The cage for sugar squirrels should be spacious and high enough for the pet to climb and crawl. It is recommended that the cage be equipped with a ladder on which the pet can land comfortably (large plants or tree branches are ideal for this purpose, preferably apple, pear, willow or acacia branches). It is advisable to have a hammock-type couch in the cage, as these pets are very fond of napping.

It is recommended to wash hammocks at least once a week – they may eventually develop a bad smell. The bottom of the cage should be lined with bedding, which should be changed at least once a week.

Even a very spacious cage will be too cramped for these active pets – sugar squirrels will only be comfortable if they are allowed in from time to time.wander around the house (which will also help build a stronger bond).

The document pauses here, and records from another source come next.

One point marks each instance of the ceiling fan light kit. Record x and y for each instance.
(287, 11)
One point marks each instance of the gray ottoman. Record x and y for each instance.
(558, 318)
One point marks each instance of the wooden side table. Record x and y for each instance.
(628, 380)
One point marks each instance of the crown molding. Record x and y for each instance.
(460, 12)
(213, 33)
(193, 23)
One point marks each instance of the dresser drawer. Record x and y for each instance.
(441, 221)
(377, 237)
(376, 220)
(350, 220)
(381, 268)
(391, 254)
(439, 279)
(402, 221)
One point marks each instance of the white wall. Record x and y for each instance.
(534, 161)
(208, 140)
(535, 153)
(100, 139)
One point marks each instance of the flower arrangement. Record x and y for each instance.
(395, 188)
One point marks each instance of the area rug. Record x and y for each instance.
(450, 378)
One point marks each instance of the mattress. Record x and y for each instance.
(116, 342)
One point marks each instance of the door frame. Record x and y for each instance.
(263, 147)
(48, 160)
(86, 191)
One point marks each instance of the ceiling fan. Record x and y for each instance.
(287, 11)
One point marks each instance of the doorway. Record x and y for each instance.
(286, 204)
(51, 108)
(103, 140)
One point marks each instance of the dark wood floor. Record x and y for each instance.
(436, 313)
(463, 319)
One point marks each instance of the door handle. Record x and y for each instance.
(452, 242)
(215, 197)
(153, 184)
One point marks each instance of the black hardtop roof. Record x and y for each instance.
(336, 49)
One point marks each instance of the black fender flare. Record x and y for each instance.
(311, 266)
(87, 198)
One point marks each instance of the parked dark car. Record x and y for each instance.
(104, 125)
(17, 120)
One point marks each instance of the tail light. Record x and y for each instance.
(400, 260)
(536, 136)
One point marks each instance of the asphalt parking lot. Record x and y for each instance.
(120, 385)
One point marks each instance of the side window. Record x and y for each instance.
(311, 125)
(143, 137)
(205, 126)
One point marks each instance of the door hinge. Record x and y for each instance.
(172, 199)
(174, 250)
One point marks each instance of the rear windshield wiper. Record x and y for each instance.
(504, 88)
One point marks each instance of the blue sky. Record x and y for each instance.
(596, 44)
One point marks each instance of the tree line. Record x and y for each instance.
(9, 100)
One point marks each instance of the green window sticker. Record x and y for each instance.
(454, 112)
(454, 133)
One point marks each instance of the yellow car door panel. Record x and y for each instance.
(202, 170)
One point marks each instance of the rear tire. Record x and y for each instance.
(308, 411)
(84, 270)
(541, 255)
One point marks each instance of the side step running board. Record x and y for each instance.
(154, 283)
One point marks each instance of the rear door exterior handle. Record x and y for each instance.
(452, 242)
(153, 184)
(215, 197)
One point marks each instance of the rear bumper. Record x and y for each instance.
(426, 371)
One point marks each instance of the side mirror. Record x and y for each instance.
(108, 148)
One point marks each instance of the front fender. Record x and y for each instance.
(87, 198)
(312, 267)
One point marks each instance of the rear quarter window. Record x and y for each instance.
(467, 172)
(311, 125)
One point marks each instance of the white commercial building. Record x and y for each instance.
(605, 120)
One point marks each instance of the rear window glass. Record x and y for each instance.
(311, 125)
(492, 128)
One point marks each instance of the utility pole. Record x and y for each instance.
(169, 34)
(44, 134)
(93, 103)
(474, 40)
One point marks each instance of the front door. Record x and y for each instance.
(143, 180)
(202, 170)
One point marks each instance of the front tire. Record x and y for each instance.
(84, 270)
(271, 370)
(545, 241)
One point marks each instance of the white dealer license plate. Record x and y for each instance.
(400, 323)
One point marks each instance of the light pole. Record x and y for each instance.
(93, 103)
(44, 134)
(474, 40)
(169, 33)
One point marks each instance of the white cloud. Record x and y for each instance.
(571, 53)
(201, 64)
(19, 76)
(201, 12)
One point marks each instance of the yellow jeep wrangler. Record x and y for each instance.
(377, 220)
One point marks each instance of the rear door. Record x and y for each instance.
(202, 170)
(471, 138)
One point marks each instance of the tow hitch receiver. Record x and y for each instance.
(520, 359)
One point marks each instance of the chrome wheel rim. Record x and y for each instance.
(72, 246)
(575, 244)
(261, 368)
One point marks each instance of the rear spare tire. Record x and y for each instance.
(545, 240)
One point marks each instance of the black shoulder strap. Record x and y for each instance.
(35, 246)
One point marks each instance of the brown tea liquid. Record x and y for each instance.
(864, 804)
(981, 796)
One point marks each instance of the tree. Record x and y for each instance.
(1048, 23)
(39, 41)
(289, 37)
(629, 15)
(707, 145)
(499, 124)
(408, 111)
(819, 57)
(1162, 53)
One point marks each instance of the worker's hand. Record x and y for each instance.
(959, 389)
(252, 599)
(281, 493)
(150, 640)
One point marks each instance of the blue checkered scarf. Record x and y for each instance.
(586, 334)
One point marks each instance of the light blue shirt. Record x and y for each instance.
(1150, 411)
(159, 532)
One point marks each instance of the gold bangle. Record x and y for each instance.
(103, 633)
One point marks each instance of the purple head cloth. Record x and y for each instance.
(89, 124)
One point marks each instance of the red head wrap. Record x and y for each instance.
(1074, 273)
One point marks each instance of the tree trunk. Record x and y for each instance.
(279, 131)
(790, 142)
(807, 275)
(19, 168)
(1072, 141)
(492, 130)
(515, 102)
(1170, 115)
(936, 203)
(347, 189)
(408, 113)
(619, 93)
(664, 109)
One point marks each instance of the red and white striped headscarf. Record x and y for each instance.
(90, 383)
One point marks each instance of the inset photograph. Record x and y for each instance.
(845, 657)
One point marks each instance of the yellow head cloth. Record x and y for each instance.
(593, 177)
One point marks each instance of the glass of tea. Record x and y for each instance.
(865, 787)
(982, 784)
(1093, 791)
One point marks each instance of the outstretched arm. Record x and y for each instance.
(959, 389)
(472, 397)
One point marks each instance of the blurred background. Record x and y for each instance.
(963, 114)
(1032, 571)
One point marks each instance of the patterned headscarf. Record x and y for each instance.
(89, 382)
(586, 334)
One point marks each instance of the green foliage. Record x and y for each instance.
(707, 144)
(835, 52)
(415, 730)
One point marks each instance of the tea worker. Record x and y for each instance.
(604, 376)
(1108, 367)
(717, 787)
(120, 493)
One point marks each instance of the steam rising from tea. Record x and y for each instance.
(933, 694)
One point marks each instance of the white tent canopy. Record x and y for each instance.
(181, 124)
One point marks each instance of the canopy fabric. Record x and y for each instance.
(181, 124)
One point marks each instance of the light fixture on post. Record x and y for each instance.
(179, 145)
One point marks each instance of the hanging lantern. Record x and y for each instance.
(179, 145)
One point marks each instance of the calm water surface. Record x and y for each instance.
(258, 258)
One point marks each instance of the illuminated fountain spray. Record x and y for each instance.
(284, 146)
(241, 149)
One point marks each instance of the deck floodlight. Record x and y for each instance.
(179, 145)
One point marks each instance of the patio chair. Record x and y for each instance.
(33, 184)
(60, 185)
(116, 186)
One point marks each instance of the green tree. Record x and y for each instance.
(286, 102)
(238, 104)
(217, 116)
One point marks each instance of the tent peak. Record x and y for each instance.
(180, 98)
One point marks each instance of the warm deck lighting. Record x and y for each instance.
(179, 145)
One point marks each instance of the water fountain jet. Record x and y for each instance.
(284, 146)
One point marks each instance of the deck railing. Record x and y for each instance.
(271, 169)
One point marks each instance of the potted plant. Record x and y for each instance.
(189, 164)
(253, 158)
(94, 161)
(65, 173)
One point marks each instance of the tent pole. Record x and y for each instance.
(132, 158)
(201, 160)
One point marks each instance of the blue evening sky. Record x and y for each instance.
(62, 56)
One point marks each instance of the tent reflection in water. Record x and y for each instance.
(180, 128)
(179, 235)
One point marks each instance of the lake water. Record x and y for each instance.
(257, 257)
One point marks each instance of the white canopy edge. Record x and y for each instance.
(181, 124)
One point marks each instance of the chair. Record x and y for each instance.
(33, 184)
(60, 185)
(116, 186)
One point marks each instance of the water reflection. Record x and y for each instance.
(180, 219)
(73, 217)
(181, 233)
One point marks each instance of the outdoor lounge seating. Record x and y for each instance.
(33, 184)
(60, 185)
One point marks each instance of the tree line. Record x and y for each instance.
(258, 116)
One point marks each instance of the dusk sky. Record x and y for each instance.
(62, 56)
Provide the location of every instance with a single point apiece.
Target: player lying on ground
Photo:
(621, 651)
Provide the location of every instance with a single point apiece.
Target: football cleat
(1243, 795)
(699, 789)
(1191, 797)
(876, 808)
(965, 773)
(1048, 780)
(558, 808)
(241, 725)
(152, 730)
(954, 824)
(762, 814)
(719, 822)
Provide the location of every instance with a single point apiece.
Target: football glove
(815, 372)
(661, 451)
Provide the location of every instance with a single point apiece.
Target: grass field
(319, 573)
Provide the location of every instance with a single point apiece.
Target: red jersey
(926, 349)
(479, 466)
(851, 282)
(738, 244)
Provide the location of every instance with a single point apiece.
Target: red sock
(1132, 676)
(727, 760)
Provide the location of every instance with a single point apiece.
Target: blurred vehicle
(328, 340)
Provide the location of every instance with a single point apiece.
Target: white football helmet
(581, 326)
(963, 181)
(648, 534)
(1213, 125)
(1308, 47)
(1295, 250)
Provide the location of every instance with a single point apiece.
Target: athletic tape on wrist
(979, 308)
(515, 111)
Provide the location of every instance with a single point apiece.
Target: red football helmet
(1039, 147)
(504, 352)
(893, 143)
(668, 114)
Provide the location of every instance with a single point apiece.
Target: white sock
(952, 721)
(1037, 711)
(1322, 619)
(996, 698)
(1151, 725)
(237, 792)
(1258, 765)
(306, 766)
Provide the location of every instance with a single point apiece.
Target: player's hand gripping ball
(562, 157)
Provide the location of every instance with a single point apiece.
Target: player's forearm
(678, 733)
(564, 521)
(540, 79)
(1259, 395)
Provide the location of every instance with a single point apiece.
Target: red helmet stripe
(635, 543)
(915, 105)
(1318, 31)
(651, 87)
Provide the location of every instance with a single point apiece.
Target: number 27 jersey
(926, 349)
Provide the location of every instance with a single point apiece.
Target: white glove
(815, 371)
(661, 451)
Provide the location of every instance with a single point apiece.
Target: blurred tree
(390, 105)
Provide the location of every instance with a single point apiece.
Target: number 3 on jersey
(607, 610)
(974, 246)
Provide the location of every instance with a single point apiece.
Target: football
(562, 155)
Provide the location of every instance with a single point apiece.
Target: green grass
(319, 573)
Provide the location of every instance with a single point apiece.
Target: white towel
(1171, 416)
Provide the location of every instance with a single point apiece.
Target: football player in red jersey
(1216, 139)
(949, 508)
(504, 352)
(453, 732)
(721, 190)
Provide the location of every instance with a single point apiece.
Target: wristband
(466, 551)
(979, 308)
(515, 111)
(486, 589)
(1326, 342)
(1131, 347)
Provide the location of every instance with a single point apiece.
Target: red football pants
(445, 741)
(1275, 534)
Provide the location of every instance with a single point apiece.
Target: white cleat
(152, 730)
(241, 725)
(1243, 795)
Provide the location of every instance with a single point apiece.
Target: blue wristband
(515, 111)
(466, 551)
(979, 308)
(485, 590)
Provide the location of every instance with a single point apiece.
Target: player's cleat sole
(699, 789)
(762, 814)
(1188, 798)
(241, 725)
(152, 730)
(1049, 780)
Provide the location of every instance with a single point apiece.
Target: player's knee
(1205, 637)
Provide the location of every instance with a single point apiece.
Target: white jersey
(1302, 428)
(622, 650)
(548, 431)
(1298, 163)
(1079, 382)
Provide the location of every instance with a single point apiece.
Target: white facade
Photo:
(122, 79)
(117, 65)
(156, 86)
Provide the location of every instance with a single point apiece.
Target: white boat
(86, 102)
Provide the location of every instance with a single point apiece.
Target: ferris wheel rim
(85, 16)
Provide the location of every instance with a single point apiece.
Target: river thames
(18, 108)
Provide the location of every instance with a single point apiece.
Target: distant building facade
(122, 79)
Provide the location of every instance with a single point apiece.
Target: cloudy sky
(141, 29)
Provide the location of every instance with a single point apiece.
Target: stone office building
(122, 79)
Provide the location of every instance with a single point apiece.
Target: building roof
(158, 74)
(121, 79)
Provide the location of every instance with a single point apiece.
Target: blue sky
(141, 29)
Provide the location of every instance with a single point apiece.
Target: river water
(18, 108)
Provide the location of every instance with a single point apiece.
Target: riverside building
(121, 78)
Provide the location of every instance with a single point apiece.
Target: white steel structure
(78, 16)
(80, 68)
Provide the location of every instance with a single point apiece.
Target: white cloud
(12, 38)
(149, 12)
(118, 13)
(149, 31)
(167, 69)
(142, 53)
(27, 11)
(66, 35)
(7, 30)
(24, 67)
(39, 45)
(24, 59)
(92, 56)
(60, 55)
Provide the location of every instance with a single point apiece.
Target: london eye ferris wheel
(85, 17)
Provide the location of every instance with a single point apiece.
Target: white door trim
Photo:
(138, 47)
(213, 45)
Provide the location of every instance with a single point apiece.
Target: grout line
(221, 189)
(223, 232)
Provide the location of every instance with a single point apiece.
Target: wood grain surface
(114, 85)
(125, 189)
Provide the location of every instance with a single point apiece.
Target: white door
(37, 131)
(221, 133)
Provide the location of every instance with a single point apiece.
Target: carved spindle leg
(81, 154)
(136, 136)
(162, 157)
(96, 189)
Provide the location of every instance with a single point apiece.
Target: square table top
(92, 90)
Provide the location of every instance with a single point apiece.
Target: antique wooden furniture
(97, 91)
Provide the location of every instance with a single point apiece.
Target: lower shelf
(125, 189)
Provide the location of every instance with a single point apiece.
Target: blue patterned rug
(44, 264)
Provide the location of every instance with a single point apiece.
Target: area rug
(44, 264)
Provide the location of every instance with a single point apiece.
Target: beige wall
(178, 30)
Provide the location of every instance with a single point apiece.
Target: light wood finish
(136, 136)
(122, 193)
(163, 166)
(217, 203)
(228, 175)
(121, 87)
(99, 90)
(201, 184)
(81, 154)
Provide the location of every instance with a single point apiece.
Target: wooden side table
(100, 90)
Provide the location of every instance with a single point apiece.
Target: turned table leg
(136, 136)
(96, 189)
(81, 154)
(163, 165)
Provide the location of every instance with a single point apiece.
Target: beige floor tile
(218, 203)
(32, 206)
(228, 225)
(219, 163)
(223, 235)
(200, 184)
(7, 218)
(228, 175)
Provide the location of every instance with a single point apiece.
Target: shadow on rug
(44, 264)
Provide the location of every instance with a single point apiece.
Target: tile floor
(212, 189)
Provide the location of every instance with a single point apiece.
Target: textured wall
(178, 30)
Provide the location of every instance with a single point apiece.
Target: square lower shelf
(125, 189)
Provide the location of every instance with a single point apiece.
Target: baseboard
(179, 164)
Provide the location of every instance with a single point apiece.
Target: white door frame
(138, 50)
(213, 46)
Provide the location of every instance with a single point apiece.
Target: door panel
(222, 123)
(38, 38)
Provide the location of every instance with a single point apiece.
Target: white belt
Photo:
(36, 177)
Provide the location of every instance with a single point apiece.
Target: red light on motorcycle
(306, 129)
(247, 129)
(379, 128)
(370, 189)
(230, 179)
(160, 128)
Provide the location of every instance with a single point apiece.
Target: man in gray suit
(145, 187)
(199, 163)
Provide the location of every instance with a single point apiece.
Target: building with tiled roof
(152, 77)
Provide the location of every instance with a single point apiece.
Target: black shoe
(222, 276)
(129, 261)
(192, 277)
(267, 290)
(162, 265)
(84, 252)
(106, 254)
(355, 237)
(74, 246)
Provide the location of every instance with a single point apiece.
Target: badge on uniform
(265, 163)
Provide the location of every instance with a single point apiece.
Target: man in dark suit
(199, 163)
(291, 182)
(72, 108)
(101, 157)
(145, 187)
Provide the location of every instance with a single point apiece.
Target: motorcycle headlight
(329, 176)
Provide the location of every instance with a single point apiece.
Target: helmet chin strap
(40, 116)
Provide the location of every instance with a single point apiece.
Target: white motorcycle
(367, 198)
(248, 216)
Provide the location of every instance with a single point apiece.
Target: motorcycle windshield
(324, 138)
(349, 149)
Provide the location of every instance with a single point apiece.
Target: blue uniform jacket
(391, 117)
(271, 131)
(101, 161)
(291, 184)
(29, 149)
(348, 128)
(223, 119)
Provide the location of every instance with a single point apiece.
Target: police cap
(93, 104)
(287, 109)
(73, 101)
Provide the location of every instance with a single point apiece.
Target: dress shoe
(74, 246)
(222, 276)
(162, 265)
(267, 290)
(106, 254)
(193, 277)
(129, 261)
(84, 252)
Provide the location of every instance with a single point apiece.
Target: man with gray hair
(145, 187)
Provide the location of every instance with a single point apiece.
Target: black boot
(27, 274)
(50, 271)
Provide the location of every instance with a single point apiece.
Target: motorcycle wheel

Squirrel flyers should not be left unattended – you might be surprised at the things they can do, and it will be really unsafe for the pet itself.


In captivity, sugar squirrels feed on eucalyptus, tree sap, insects and nectar. Balancing the diet of captive flying squirrels is not very easy, so it is best to choose a dwarf squirrel food (a daily allowance of no more than one-fifth of the pet’s body weight).

This feed should make up three quarters of the total diet, with the remaining 25 % being protein food (mealworms, crickets, spiders, boiled chicken, boiled eggs). Kiwifruit, apples, pears, melons, watermelons, strawberries, grapes, avocados, cucumbers, cabbage, sweet peppers, nuts and seeds (cashews, hazelnuts, almonds or peanuts, sunflower seeds) may also be given.

Yoghurt containing no preservatives can sometimes be given. Sugar squirrels should not be given rhubarb, garlic, onions, chocolate or other foods containing added sugar or salt. It is best to feed the flying squirrel in the evening when the pet wakes up.

Water should be served in rodent drinkers or open bowls and should be changed every evening. Preferably choose easy-to-clean, hinged bowls that can be easily removed and washed.

Sugar squirrels do not need to be vaccinated, but they do need regular veterinary care. The most common diseases of flying squirrels are salmonellosis, toxoplasmosis, clostridiosis, leptospirosis and giardiasis.

It is also a good idea to go to a veterinary clinic if a sugar squirrel develops diarrhoea (however, it is not advisable to be overly stressed – sometimes this can happen due to too much fruit or vegetables).